Knowing how to calculate taxable income and tax payable are necessary skills that everyone should master. Having knowledge when it comes to taxation not only saves you accounting fees attached to filing tax papers, but also gives you a better appreciation of taxes and its utilitarian purpose. In this article, learn how to calculate taxable income.
What compromises taxable income?
In studying taxation, the first question that is usually asked is "What compromises taxable income?" It should be noted that not all income, entities and institutions are taxable. Income As a general rule, all income from both full-time and part-time are included in the computation of taxable income. Income is the value one gets from service rendered, products delivered, interest on loans, bank deposits and other sources. Income that you earn from partnerships and dividends received from corporations also compromises of taxable income. Rental income and pension income are also part of a person's taxable income. Common non-taxable income in the United Kingdom On the other hand, there are certain forms of income that are exempted from taxable income. The most common non-taxable income in the United Kingdom include disability allowances, maternity allowances, pension credit, child benefit and Young Person's bridging allowance among others. Income from taxable sources should be added together to arrive at the gross taxable income.
Personal and other special tax allowances
After getting the gross taxable income, you should now deduct personal and other special allowances. Obviously, the main concept behind personal and special tax allowances is that a person works to provide for himself and his family.
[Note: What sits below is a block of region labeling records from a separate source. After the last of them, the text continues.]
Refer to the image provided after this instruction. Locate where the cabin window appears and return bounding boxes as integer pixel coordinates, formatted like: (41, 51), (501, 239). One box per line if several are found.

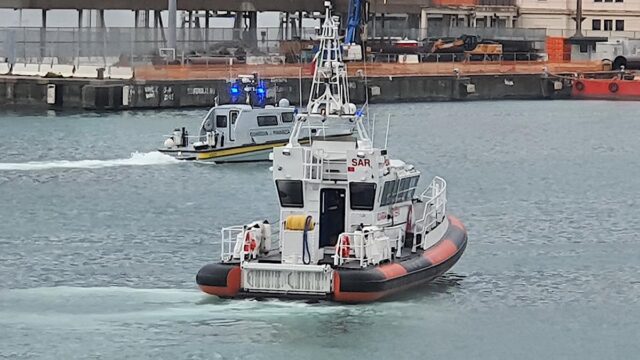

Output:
(282, 113), (293, 123)
(349, 182), (377, 211)
(396, 178), (413, 202)
(276, 180), (304, 207)
(604, 20), (613, 31)
(380, 176), (419, 206)
(258, 115), (278, 126)
(380, 180), (396, 206)
(229, 110), (239, 126)
(216, 115), (227, 128)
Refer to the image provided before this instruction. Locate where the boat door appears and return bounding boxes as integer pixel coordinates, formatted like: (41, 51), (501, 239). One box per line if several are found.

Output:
(229, 110), (240, 141)
(319, 189), (345, 247)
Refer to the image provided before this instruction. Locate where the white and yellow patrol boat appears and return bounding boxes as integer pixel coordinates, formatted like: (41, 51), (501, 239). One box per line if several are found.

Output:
(158, 74), (351, 163)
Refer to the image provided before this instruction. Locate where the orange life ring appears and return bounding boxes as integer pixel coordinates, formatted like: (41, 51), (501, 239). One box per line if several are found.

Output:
(338, 235), (351, 259)
(609, 83), (620, 93)
(244, 231), (257, 253)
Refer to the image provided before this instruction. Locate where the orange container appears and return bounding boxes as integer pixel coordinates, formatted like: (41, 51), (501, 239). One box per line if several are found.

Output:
(431, 0), (479, 6)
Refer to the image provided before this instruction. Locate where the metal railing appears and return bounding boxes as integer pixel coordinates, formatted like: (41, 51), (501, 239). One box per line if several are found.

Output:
(220, 225), (245, 262)
(547, 29), (640, 39)
(369, 26), (547, 41)
(414, 176), (447, 248)
(0, 27), (316, 63)
(333, 226), (404, 268)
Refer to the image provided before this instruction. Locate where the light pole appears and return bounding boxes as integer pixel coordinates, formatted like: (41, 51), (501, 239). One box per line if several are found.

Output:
(167, 0), (178, 49)
(573, 0), (585, 38)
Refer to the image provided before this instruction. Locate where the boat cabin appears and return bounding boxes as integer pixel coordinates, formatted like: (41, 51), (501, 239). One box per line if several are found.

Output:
(194, 103), (295, 149)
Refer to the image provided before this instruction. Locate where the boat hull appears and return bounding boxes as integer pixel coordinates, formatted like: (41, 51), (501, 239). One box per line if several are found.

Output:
(158, 133), (352, 163)
(571, 79), (640, 100)
(196, 216), (467, 303)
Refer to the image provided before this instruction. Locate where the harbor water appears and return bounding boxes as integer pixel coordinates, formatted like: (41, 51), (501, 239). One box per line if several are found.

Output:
(0, 101), (640, 359)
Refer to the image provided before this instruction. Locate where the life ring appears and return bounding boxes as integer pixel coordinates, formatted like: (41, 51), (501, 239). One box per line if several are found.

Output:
(202, 119), (213, 132)
(609, 83), (620, 93)
(336, 235), (351, 259)
(244, 231), (258, 254)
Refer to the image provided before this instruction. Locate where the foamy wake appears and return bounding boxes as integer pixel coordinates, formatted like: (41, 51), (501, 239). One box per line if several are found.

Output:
(0, 151), (180, 171)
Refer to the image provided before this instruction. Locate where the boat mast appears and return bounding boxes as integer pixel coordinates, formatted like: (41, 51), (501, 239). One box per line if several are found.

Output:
(307, 1), (353, 115)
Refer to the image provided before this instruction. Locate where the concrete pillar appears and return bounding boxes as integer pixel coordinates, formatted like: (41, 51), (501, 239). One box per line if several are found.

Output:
(284, 12), (291, 40)
(204, 10), (211, 49)
(232, 11), (244, 40)
(167, 0), (178, 49)
(420, 9), (429, 39)
(76, 9), (84, 56)
(96, 10), (106, 28)
(40, 9), (47, 58)
(249, 11), (258, 47)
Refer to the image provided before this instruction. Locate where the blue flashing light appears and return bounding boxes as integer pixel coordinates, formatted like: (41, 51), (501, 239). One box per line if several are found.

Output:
(256, 81), (267, 96)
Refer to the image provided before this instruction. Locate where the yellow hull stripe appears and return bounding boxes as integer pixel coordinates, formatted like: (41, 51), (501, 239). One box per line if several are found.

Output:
(196, 142), (287, 160)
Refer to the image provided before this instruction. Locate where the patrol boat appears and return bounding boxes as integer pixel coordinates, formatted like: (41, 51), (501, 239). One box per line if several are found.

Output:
(196, 3), (467, 303)
(158, 74), (295, 162)
(158, 74), (351, 163)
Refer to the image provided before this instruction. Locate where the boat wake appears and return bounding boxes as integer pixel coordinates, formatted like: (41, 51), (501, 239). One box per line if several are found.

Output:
(0, 151), (180, 171)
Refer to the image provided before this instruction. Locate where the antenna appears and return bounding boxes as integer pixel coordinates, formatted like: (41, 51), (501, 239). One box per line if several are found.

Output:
(384, 114), (391, 150)
(298, 65), (302, 109)
(371, 114), (377, 146)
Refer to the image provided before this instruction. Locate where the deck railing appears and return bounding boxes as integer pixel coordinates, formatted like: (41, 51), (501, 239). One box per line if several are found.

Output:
(220, 225), (245, 262)
(414, 176), (447, 248)
(333, 226), (404, 267)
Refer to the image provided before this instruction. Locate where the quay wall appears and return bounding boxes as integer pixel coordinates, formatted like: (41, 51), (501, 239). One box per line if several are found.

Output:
(0, 74), (570, 110)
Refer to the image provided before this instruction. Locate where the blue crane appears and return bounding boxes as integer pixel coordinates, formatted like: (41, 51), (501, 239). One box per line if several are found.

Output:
(344, 0), (364, 44)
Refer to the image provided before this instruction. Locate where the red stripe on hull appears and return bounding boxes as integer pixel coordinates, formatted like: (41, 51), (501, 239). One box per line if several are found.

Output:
(422, 239), (458, 265)
(571, 79), (640, 100)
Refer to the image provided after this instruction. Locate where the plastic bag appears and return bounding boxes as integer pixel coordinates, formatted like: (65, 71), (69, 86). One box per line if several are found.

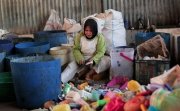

Personal allowance In the UK, the basic personal allowance of an employed person, aged 65 below, is set at £7,475 with an income limit of £100,000. On the contrary, people who are aged between 65 - 74 and 75 years above, are given basic personal allowances of £9,940 and £10,090 respectively, with limits of £24,000. Apart from the personal allowances, other special tax allowances such as married couple allowance, blind person's allowance and other tax reliefs are given by the UK government.
Different tax rates
After deducting allowances and exemptions from the gross taxable income, you now arrived at the taxable income that will be used as basis for your tax payable. In computing for tax payable, certain tax rates should be noted. Taxable income For taxable income less than £2,560, the tax rate is 10 percent, for more than £2,560 but less than £35,000, the tax rate is 20 percent while for taxable income more than £35,000 but less than £150,000, the tax rate is 40 percent. Lastly, for taxable income more than £150,000, a 50 percent income tax rate shall be applied.